Schließlich liegen auch Abschiebungshindernisse im Sinne von § 60 Abs. 7 AufenthG nicht vor. § 60 Abs. 7 Satz 1 AufenthG hindert die Abschiebung nicht, da diese Regelung von § 60 Abs. 7 Satz 3 AufenthG verdrängt wird (vgl. zum Verhältnis von § 53 Abs. 6 Satz 1 zu Satz 2 AuslG etwa BVerwG vom 17.10.1995 - BVerwGE 99, 324; vom 17.12.1996 NVwZ-RR 1997, 740; vom 29.11.1997 - NVwZ 1998, 524 = DVBl 1998, 284; BayVGH vom 09.11.2004 - 15 ZB 04.30650).

Das Bayerische Staatsministerium des Innern hat im Erlasswege mit Rundschreiben vom 18. Dezember 2003 Nr. IA2-2084.20-13 zur "ausländerrechtlichen Behandlung irakischer Staatsangehöriger" verfügt, dass irakische Staatsangehörige, die Nicht-Straftäter oder unter Sicherheitsaspekten vordringlich abzuschieben sind, nicht abgeschoben werden bzw. der genannte Personenkreis eine (auf sechs Monate befristete) Duldung erhält und dass auslaufende Duldungen bis auf weiteres um sechs Monate zu verlängern sind. Straftäter erhalten nach den genannten Weisungen dagegen nur auf drei Monate befristete Duldungen, die ggf. zu verlängern sind; diese Duldungen werden zudem unter der auflösenden Bedingung erteilt, die das Erlöschen der Duldung vorsieht, sobald eine Rückführung in den Irak möglich ist. Die Konferenz der Länderinnenminister hat wiederholt (zuletzt am 16./17. November 2006) die Einschätzung des Bundes geteilt, dass ein Beginn von zwangsweisen Rückführungen in den Irak jedenfalls von solchen Personen, die in der Bundesrepublik Deutschland nicht straffällig geworden sind, nicht möglich ist. Dementsprechend wurde auch in Bayern die Abschiebung irakischer Staatsangehöriger (weiterhin) ausgesetzt (vgl. Schreiben des Bayer.

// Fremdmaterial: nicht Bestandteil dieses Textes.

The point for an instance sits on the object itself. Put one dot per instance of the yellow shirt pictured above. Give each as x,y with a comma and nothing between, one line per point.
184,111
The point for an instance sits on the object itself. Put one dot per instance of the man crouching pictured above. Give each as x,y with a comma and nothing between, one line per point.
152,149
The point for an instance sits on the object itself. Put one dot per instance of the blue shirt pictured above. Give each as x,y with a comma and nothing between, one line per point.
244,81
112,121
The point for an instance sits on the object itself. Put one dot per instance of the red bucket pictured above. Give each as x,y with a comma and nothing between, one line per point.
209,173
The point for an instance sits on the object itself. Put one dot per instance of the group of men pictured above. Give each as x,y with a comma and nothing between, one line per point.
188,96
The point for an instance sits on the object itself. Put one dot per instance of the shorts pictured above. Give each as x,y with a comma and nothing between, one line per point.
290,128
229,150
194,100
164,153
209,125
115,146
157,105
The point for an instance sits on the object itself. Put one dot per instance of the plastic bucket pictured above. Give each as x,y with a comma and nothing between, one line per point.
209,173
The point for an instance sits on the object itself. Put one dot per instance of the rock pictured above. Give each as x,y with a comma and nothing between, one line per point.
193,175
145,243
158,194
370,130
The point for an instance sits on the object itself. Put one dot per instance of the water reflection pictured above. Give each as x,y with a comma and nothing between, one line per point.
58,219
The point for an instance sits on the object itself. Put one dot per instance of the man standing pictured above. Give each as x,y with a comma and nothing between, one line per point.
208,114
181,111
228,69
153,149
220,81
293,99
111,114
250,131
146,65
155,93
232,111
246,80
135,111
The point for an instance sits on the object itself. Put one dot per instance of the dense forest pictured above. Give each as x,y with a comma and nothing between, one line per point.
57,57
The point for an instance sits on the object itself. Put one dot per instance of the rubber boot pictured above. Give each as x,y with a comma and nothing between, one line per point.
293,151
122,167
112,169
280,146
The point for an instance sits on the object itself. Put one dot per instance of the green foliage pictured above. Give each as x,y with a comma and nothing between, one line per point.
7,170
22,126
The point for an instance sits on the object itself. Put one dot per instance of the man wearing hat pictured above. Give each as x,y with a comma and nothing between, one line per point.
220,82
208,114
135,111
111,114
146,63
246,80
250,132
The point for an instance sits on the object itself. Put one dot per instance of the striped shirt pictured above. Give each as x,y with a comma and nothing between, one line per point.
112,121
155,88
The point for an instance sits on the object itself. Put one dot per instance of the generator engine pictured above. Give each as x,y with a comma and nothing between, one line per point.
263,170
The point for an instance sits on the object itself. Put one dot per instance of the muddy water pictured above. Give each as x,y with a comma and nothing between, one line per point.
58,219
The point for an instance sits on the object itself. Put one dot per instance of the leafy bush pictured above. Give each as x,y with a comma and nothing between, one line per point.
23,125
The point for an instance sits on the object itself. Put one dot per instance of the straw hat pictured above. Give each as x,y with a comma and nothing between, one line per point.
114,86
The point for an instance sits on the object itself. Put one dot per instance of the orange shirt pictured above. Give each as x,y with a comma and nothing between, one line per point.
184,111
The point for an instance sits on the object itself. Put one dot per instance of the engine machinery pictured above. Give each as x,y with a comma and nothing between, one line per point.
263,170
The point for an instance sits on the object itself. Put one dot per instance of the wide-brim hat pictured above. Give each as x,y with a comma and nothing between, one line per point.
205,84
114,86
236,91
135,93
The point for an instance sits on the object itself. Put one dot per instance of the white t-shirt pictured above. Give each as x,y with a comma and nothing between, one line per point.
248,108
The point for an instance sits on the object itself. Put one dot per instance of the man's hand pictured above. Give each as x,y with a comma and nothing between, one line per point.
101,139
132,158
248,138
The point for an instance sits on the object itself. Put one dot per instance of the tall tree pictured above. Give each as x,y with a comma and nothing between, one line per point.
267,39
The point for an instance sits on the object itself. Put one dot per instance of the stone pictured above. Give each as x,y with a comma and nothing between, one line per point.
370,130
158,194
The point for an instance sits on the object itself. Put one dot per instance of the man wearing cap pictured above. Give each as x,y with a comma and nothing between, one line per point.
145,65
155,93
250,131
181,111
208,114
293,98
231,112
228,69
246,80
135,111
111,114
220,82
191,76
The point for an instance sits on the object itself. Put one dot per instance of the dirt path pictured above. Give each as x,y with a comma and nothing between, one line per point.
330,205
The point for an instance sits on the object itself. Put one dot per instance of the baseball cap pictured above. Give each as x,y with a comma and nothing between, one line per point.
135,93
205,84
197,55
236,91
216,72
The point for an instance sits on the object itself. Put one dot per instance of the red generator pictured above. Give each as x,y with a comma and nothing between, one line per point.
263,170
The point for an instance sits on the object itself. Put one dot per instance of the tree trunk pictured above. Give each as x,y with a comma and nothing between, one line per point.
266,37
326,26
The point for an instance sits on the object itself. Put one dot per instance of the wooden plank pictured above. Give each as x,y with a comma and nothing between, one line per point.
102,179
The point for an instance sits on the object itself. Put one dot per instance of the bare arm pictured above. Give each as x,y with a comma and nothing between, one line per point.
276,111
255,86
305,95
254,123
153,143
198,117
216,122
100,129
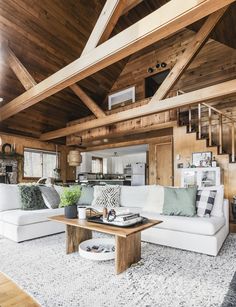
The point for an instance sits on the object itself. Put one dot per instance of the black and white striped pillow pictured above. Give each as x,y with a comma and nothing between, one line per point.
106,196
205,201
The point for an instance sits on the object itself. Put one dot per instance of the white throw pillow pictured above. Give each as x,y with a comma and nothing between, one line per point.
107,196
9,197
155,199
219,200
59,189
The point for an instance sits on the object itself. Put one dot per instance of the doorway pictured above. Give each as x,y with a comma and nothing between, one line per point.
161,164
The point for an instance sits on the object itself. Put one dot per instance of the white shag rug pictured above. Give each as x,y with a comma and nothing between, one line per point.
165,277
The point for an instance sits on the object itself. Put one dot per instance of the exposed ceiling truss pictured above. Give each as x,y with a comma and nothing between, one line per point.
163,22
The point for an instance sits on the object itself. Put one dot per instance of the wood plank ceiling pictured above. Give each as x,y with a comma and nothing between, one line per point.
46,35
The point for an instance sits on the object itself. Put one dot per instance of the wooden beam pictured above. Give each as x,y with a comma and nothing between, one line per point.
128,132
113,21
216,91
130,4
20,71
163,22
97,111
189,54
163,140
104,25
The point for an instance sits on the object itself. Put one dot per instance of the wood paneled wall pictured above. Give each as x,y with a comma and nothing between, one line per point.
67,172
185,144
215,63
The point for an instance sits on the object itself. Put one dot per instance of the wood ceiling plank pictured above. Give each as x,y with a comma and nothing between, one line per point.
216,91
189,54
97,111
158,25
20,71
130,4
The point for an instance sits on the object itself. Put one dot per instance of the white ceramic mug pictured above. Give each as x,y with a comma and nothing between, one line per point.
82,213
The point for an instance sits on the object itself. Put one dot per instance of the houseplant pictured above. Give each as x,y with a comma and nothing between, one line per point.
69,199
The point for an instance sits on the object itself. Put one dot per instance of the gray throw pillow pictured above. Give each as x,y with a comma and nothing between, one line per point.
106,196
180,201
86,196
50,197
31,198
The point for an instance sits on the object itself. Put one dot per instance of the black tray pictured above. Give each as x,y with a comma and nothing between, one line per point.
97,219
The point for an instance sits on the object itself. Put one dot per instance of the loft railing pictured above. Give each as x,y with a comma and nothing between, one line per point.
208,118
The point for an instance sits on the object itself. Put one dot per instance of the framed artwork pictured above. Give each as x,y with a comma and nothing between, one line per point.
202,159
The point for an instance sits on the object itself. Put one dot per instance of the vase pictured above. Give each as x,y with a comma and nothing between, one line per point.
71,212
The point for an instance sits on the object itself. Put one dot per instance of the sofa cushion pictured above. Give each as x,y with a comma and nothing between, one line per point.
205,202
86,196
134,196
106,196
219,200
155,199
180,201
9,197
50,196
22,217
196,225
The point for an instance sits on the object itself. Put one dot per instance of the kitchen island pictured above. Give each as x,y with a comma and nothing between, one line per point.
106,181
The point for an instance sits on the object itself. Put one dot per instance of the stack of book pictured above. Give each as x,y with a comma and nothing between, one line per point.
126,219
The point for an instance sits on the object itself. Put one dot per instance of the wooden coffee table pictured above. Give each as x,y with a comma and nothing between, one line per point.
127,240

Staatsministeriums des Innern vom 30. April 2004 und vom 10. Februar 2005). Das Gericht geht unter Zugrundelegung der ständigen Rechtsprechung des BayVGH (vgl. z. B. BayVGH vom 05.07.2004 - 23 B 04.30174; vom 09.09.2004 - 15 ZB 04.30699; vom 07.10.2004 - 13a ZB 04.30844; vom 14.10.2004 - 13a ZB 04.30842; vom 30.05.2005 - 23 B 05.30232, 23 B 05.30151, 23 B 05.30185 u.a.; ebenso für die Erlasslage in Baden-Württemberg: VGH Mannheim vom 16.09.2004 - A 2 S 471/02) davon aus, dass diese Weisungen des Bayerischen Staatsministeriums des Innern Anordnungen im Sinne von § 60a Abs. 1 Satz 1 AufenthG darstellen. Hierdurch ist eine Erlasslage geschaffen worden, die den Anforderungen des § 60a Abs. 1 Satz 1 AufenthG entspricht, weil sie dem betroffenen Ausländer derzeit einen wirksamen Schutz vor Abschiebung vermittelt.